Artfully stringing Frazier along, the informant continued to discuss the possibility of a murder-for-hire targeting the nonexistent cousin. In the meantime, he told Frazier, it would be possible for him to steal a northbound cocaine shipment. Frazier and the other two suspects were directed to a warehouse in Phoenix where they found a Hyundai Tucson containing “one package of actual cocaine weighing approximately one kilogram and nine packages of cocaine stimulant [sic] that also weighed approximately one kilogram each.”(Emphasis added.)
Although the FBI criminal complaint dishonestly refers to the quantity as a five-kilo “mixture,” the single kilo of cocaine was packaged separately from nine kilos of cocaine substitute. By arranging for the suspects to find the ten-kilo “mixture,” rather than the single kilo of “actual cocaine,” the FBI made it possible to charge them with offenses that carry a mandatory 10-year prison sentence, and fines of up to $10 million.
As they drove away from the warehouse, Frazier and his comrades were intercepted by an FBI SWAT team. They briefly managed to evade several police vehicles but were kept under surveillance by an FBI aircraft, which tracked them to the home of Frazier’s girlfriend. The suspects were arrested, and firearms found in the home during a search were “seized as evidence.”
By seeking to confiscate drug proceeds at gunpoint, Parris Frazier and his friends behaved in a fashion indistinguishable from government-authorized “narcotics interdiction” patrols – especially by expressing a preference to confiscate southbound cash deliveries, rather than northbound drug shipments.
In the state of Tennessee, where police departments have been permitted to retain 100 percent of the cash stolen through “civil asset forfeiture,” Interstate 40 has been designated a high-impact narcotics area. However, the most coveted patrol area is the westbound lane, because of the assumption that narcotics flow east and cash flows west. Competing law enforcement agencies have literally come to blows over jurisdictional claims on the most profitable sections of I-40.
The ends pursued by Frazier and his colleagues, and the means they employed, didn’t differ materially from those of government law enforcement and intelligence agencies – but they lacked official authorization to conduct highway robbery.
Ironically, the same was true of Joe David’s involvement in an “interdiction task force” operated by District Attorney Joe Hicks of Oklahoma’s Caddo County.

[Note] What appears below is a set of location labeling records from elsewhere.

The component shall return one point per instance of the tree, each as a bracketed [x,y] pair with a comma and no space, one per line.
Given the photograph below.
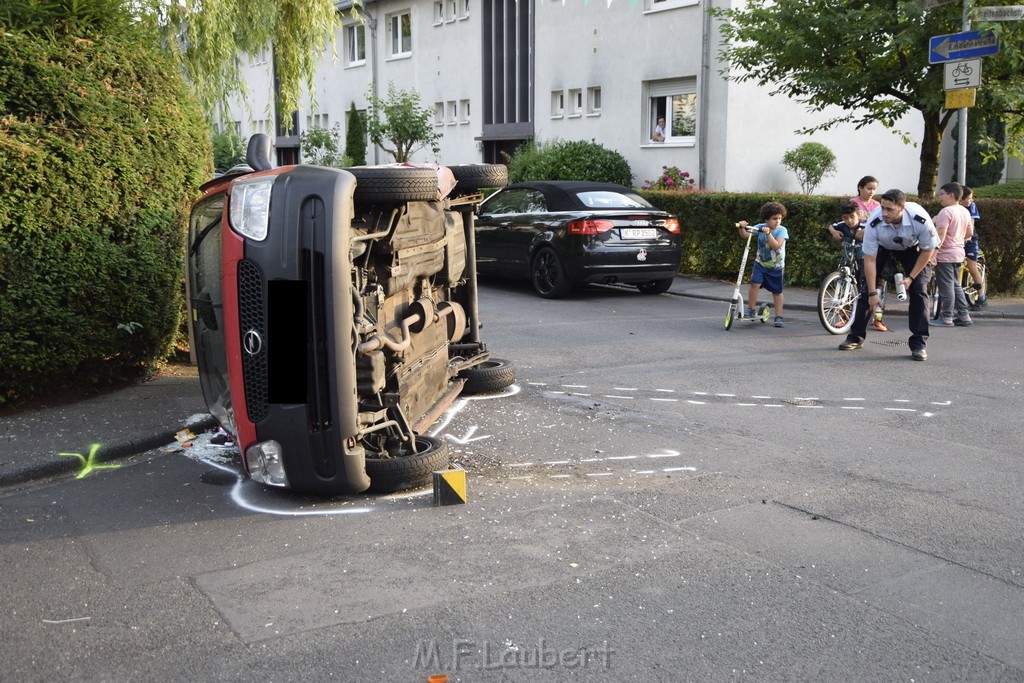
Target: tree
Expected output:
[869,58]
[355,137]
[401,121]
[811,162]
[323,147]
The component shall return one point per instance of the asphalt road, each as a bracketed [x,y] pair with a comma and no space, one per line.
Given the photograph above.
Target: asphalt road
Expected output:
[656,499]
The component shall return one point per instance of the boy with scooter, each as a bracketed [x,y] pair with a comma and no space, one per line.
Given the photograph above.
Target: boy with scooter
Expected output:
[770,261]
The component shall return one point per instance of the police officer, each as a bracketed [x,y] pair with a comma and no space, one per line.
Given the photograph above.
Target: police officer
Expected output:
[900,237]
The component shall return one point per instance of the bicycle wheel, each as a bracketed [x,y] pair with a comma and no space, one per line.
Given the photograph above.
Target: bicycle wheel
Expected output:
[933,293]
[837,302]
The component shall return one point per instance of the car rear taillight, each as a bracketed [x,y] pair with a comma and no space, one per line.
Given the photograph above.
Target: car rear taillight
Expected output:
[589,226]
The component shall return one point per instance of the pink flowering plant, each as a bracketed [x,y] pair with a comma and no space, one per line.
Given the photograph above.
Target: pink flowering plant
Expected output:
[671,178]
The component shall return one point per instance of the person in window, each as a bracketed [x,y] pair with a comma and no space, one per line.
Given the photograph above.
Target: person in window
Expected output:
[658,134]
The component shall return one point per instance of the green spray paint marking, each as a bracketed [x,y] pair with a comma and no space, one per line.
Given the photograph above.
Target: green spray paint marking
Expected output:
[89,464]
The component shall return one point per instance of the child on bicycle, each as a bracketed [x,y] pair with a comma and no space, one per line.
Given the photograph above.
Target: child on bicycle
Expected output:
[770,262]
[850,229]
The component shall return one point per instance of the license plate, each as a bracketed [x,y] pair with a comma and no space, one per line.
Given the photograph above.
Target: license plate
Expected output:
[638,232]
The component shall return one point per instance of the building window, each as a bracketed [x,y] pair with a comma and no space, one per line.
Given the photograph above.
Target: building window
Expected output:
[355,45]
[576,101]
[557,103]
[677,101]
[399,34]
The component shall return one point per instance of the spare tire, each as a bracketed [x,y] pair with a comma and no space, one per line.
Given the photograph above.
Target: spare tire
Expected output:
[393,184]
[489,376]
[473,177]
[408,469]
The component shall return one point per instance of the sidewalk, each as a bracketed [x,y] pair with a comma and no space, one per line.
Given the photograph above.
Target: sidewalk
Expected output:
[147,416]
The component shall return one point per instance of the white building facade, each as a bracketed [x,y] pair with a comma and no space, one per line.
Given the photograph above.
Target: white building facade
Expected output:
[499,72]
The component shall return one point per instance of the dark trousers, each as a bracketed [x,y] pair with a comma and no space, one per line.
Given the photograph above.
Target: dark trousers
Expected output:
[891,262]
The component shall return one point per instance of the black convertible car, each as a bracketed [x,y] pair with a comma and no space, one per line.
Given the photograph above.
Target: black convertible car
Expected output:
[561,233]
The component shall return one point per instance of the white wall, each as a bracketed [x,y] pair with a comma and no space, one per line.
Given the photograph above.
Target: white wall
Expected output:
[617,46]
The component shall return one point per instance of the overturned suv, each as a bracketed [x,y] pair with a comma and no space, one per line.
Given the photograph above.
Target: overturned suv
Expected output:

In July 2013 (as previously reported here), Hicks was forced to disband the unit, which included David himself and several other private contractors associated with Desert Snow. On one occasion, David – who was wearing a sidearm, but not a certified law enforcement officer — pulled over and interrogated a pregnant woman on I-40 and interrogated her at length.
Hicks told The Oklahoman Newspaper that he had hired David and his sidekicks “because his drug task force had little success on drug stops” and because “he hoped to make money for his office from the drug stops because of a loss of federal funds.”
David and Desert Snow were allowed to keep a 24 percent cut of the plunder. Desert Snow’s take was $40,000, with another $212,000 in the pipeline when Caddo County Special Judge David Stephens shut down the racket.
As he ordered David never again to conduct “interdiction patrols” in his county, Judge Stephens told him that “if you do, I hope to see you soon, wearing orange.”
No instrument yet devised by the intelligence of man can detect the moral and legal difference between what Joe David and his comrades were doing in Oklahoma, and what Parris Frazer and his buddies thought they were doing in the FBI-orchestrated false-flag operation.
Frazer and his pals face the prospect of years in a government-sponsored cage for mimicking the behavior taught by David and carried out by agents of the state’s crime cartel. David is no longer an accredited member of the state’s punitive priesthood, but as someone who teaches cops how to be more effective robbers he enjoys Blue Privilege-by-proxy.